While this might be a memory error, CPU or Memory usage status isn't indicating that. Please help.
Indranil,
This is likely not a memory problem. The predict() method had an error in which the row count was implicitly assumed to be less than or equal to the original training row count. The version on Github repairs this problem and appears to be stable. A new CRAN version is overdue, and awaits several changes.
I am using the library e1071. In particular, I'm using the svm function. My dataset has 270 fields and 800,000 rows. I've been running this program for 24+ hours now, and I have no idea if it's hung or still running properly. The command I issued was:
svmmodel <- svm(V260 ~ ., data=traindata);
I'm using windows, and using the task manager, the status of Rgui.exe is "Not Responding". Did R crash already? Are there any other tips / tricks to better gauge to see what's happening inside R or the SVM learning process?
If it helps, here are some additional things I noticed using resource monitor (in windows):
CPU usage is at 13% (stable)
Number of threads is at 3 (stable)
Memory usage is at 10,505.9 MB +/- 1 MB (fluctuates)
As I'm writing this thread, I also see "similar questions" and am clicking on them. It seems that SVM training is quadratic or cubic. But still, after 24+ hours, if it's reasonable to wait, I will wait, but if not, I will have to eliminate SVM as a viable predictive model.
As mentioned in the answer to this question, "SVM training can be arbitrary long" depending on the parameters selected.
If I remember correctly from my ML class, running time is roughly proportional to the square of the number training examples, so for 800k examples you probably do not want to wait.
Also, as an anecdote, I once ran e1071 in R for more than two days on a smaller data set than yours. It eventually completed, but the training took too long for my needs.
Keep in mind that most ML algorithms, including SVM, will usually not achieve the desired result out of the box. Therefore, when you are thinking about how fast you need it to run, keep in mind that you will have to pay the running time every time you tweak a tuning parameter.
Of course you can reduce this running time by sampling down to a smaller training set, with the understanding that you will be learning from less data.
By default the function "svm" from e1071 uses radial basis kernel which makes svm induction computationally expensive. You might want to consider using a linear kernel (argument kernel="linear") or use a specialized library like LiblineaR built for large datasets. But your dataset is really large and if linear kernel does not do the trick then as suggested by others you can use a subset of your data to generate the model.

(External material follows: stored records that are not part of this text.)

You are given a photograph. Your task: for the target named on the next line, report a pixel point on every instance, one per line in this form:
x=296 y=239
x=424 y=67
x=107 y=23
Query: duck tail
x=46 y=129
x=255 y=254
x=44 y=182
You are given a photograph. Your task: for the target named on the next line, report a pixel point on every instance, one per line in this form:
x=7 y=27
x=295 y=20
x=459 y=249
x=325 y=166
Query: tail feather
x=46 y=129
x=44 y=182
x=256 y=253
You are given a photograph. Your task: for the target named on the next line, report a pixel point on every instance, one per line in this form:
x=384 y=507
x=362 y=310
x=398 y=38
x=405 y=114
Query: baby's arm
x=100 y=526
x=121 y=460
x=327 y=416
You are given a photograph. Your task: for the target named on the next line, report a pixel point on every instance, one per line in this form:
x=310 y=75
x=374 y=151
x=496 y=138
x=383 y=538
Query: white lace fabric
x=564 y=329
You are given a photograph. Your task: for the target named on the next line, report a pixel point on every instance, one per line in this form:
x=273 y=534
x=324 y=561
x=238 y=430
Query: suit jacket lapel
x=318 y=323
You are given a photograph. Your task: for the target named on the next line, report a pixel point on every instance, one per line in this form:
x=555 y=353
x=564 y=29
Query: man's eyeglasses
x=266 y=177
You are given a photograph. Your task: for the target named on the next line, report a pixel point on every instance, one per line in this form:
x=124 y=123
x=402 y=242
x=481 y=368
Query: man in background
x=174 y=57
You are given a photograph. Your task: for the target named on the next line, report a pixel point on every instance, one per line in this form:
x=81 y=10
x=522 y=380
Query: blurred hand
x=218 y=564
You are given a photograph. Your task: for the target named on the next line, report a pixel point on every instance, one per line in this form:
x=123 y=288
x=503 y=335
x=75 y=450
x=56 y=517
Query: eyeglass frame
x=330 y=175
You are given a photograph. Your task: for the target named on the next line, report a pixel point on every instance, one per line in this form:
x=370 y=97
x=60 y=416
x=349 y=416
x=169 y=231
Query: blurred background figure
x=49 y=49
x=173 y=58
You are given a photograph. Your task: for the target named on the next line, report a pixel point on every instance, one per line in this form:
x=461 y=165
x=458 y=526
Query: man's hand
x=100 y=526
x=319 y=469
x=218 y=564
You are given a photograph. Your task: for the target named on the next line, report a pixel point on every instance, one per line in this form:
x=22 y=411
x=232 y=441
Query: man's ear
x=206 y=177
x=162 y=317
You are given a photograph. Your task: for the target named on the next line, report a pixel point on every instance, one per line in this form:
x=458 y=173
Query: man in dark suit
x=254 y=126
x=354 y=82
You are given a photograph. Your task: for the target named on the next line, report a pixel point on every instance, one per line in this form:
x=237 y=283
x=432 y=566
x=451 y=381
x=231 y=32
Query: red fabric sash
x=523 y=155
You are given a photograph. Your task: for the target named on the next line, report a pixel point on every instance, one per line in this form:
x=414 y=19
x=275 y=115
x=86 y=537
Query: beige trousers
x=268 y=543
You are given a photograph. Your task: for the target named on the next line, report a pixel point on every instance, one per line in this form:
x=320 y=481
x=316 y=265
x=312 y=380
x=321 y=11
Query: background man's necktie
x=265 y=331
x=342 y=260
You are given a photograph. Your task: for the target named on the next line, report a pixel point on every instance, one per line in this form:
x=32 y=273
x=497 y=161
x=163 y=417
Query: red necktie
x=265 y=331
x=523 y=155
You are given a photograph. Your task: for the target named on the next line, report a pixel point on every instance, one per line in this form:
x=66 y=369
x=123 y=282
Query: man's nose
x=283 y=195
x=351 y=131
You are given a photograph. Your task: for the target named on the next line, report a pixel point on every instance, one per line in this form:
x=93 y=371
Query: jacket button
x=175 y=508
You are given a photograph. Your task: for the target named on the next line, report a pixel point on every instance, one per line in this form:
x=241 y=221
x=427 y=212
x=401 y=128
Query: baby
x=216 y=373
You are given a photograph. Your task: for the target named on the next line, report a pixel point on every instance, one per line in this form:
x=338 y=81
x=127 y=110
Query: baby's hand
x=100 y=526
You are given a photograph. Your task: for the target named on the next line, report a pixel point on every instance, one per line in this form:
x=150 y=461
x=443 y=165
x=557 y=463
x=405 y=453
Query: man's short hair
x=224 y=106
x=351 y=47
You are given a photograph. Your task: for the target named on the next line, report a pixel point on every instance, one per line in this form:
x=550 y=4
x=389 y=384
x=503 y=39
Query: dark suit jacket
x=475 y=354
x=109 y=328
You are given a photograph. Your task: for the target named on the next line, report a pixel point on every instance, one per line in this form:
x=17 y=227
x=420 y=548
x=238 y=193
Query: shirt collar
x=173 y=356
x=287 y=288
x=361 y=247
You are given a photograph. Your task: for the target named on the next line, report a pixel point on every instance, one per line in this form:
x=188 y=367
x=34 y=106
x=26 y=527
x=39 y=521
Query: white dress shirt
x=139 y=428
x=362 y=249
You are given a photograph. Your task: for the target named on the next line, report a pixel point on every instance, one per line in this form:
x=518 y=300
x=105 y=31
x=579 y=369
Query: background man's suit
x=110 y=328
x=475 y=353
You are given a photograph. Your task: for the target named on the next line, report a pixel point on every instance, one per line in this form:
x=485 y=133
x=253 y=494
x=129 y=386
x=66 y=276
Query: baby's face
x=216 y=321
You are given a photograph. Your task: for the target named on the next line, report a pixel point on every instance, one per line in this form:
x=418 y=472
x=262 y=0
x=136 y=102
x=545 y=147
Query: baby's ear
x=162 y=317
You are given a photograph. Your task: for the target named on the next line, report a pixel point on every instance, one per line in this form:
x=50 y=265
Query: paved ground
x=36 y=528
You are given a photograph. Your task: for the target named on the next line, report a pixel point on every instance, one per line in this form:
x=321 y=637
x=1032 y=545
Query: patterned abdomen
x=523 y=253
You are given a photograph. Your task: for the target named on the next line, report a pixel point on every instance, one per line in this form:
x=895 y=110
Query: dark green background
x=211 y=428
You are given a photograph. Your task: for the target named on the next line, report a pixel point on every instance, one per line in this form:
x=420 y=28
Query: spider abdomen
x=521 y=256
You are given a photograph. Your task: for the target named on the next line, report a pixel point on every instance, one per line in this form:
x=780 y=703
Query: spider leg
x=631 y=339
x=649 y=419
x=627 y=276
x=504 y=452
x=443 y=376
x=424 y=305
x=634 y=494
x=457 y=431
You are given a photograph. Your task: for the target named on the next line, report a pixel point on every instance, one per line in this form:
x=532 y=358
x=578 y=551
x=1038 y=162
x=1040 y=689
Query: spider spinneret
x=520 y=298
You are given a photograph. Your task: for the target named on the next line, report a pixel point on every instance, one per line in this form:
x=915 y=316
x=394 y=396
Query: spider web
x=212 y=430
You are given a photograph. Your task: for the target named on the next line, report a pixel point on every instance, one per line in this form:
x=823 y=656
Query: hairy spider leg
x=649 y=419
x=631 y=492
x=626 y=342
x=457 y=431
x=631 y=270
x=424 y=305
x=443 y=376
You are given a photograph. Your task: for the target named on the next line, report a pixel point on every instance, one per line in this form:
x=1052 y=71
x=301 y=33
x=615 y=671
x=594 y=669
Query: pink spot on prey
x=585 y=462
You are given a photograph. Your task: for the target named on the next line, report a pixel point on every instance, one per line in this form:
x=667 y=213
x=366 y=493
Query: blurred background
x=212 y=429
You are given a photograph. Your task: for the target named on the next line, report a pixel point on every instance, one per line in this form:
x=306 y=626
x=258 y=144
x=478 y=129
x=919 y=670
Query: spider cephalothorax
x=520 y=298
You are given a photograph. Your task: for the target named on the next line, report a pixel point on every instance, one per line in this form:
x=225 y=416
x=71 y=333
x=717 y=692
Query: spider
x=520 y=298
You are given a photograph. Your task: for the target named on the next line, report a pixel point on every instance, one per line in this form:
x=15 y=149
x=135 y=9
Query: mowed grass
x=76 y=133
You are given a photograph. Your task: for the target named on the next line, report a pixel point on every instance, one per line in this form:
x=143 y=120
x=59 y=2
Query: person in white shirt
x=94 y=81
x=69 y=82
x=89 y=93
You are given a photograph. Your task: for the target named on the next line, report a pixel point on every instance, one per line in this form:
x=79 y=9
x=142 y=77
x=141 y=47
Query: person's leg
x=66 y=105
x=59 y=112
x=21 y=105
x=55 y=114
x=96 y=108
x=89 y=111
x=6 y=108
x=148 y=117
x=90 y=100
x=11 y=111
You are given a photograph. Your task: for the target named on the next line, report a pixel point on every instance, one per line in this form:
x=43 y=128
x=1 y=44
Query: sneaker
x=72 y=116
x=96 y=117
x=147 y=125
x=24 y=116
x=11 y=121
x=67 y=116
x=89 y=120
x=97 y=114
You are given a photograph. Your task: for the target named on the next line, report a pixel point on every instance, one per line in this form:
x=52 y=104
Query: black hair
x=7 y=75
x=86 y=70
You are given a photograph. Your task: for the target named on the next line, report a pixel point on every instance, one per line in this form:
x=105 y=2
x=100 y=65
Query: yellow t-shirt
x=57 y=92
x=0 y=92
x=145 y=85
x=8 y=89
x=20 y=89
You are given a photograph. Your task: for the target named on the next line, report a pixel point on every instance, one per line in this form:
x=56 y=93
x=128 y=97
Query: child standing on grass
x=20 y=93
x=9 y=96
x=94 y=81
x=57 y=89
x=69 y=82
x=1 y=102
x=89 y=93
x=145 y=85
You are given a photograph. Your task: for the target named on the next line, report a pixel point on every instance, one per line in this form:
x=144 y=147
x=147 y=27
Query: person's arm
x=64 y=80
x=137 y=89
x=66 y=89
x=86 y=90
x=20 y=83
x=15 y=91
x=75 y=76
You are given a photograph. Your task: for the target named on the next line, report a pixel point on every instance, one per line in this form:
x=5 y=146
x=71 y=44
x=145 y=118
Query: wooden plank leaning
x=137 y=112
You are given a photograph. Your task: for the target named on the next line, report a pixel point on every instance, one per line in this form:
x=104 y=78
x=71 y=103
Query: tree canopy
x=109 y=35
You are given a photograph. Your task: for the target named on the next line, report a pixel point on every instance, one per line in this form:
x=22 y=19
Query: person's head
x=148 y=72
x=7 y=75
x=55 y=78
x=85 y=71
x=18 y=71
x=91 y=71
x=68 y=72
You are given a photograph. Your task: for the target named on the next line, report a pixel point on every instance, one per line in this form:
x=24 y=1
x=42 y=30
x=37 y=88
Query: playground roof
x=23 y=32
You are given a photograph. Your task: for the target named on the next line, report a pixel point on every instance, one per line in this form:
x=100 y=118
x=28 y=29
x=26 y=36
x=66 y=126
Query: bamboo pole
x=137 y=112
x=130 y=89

My data contains 229907 rows and 200 columns. I am training randomforest on it. I know it will take time. But do not know how much. While running randomforest on this data, R becomes unresponsive. "R Console (64 Bit) (Not Responding)". I just want to know what does it mean? Is R still working or it has stopped working and I should close it and start again?
It's common for RGui to be unresponsive during a long calculation. If you wait long enough, it will usually come back.
The running time won't scale linearly with your data size. With the default parameters, more data means both more observations to process and more nodes per tree. Try building some small forests with ntree=1, different values of the maxnodes parameter and different amounts of data, to get a feel for how long it should take. Have the Windows task manager or similar open at the same time so that you can monitor CPU and RAM usage.
Another thing you can try is making some small forests (small values of ntree) and then using the combine function to make a big forest.
You should check your CPU usage and memory usage. If the CPU is still showing a high usage with the R process, R is probably still going strong.
Consider switching to R 32 bit. For some reason, it seems more stable for me - even when my system is perfectly capable of 64 bit support.